A campaign of high-profile kidnappings has provided the Pakistani Taliban and its allies with new resources, arming insurgents with millions of dollars, threatening foreign aid programs and galvanising a sophisticated network of jihadi and criminal gangs whose reach spans the country.
Wealthy industrialists, academics, Western aid workers and relatives of military officers have been targets in a spree that, since it started three years ago, has spread to every major city, reaching the wealthiest neighbourhoods, Pakistani security officials say.

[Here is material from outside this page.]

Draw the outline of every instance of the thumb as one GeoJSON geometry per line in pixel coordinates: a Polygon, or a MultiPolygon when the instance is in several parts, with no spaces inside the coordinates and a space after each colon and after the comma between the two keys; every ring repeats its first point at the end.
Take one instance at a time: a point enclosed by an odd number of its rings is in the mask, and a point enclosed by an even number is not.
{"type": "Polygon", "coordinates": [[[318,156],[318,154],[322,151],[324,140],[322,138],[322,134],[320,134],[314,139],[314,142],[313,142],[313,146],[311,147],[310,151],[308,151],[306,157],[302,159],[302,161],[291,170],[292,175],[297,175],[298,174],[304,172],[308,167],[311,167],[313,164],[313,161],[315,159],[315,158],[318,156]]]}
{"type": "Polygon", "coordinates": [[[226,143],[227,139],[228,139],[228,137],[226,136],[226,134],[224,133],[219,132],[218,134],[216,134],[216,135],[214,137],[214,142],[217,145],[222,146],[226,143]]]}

For many hostages, the experience means a harrowing journey into the heart of Waziristan, the fearsome Taliban redoubt along the Afghan border that has borne the brunt of a CIA drone-strike campaign.
Kidnapping is a centuries-old scourge in parts of Pakistan. What has changed, however, is the level of Taliban involvement.
The business is run like a mobster racket. Pakistani and foreign militant commanders based in Waziristan give the orders, but it is a combination of hired criminals and ''Punjabi Taliban'' who snatch the hostages from their homes, vehicles and workplaces.
Ransom demands typically range between $US500,000 ($464,000) and $US2.2 million, although the final price is often one-tenth of the asking amount, security experts say.
The kidnappers' methods are sophisticated: surveillance of targets that can last months; use of different gangs for different tasks, often with little knowledge of one another.
The victims tend to be wealthy and, often, from vulnerable sectarian minorities such as Hindus, Shiites and Ahmadi Muslims.
The Taliban's extended range is most striking in Punjab, Pakistan's most populous province, where it has allied with criminal gangs to mount daring abductions, often in broad daylight.